Not daring to return to Metchnikoff 's with the news that, he hadn't been able to raise the cash after all, Mueller simply went home. Three dunning robots were camped outside his door, and each one began to croak its cry of doom as he approached. "Sorry," Mueller said, "I can't remember a thing about any of this stuff," and he went inside and sat down on the bare floor, angry, thinking of the brilliant pieces he could be turning out if he could only get his hands on the tools of his trade. He made sketches instead. At least the ghouls had left him with pencil and paper. Not as efficient as a computer screen and a light-pen, maybe, but Michelangelo and Ben-venuto Cellini had managed to make out all right without computer screens and light-pens.

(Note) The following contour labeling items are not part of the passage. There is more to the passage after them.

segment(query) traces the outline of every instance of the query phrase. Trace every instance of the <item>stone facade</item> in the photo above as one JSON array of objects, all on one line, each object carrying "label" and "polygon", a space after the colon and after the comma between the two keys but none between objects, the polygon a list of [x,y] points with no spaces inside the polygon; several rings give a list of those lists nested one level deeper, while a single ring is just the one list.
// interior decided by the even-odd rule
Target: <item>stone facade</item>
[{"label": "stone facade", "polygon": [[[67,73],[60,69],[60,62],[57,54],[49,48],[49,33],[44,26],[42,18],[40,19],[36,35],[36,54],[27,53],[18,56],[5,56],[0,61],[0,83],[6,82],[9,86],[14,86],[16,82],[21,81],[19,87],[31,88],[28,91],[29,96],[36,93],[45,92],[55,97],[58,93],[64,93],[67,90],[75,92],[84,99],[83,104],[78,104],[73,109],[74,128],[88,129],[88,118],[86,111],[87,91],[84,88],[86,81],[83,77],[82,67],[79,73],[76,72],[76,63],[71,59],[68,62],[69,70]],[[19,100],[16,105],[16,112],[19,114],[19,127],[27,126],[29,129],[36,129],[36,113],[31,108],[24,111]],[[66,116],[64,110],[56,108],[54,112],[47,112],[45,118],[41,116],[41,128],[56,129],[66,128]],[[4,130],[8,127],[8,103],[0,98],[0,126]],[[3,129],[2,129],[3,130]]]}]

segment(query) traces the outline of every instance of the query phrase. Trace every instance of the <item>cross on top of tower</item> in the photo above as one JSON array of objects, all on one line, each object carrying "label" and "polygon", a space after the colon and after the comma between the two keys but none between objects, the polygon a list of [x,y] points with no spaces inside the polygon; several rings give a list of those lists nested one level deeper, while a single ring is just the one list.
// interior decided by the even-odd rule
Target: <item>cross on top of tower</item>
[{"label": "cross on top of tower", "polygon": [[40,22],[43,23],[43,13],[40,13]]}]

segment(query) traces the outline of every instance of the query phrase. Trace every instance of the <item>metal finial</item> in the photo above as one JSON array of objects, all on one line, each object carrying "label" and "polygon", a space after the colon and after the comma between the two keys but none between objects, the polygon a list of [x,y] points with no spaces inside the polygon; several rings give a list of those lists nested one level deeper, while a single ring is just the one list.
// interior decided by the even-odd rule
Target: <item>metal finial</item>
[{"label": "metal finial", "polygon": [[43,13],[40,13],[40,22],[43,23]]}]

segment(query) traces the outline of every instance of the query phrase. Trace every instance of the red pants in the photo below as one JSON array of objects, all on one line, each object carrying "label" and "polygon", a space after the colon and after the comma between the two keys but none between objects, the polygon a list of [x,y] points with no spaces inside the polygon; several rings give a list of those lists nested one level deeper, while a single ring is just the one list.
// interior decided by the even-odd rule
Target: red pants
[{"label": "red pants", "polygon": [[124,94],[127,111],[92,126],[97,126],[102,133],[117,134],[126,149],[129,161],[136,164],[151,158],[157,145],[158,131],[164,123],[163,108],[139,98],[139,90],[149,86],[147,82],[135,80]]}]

At four o'clock the doorbell rang.

"Go away," Mueller said through the speaker. "See my accountant! I don't want to hear any more dunnings, and the next time I catch one of you idiot robots by my door I'm going to-"

"It's me, Paul," a nonmeehanical voice said.

Carole.

He rushed to the door. There were seven robots out there, surrounding her, and they tried to get in; but he pushed them back so she could enter. A robot didn't dare lay a paw on a human being. He slammed the door in their metal faces and locked it.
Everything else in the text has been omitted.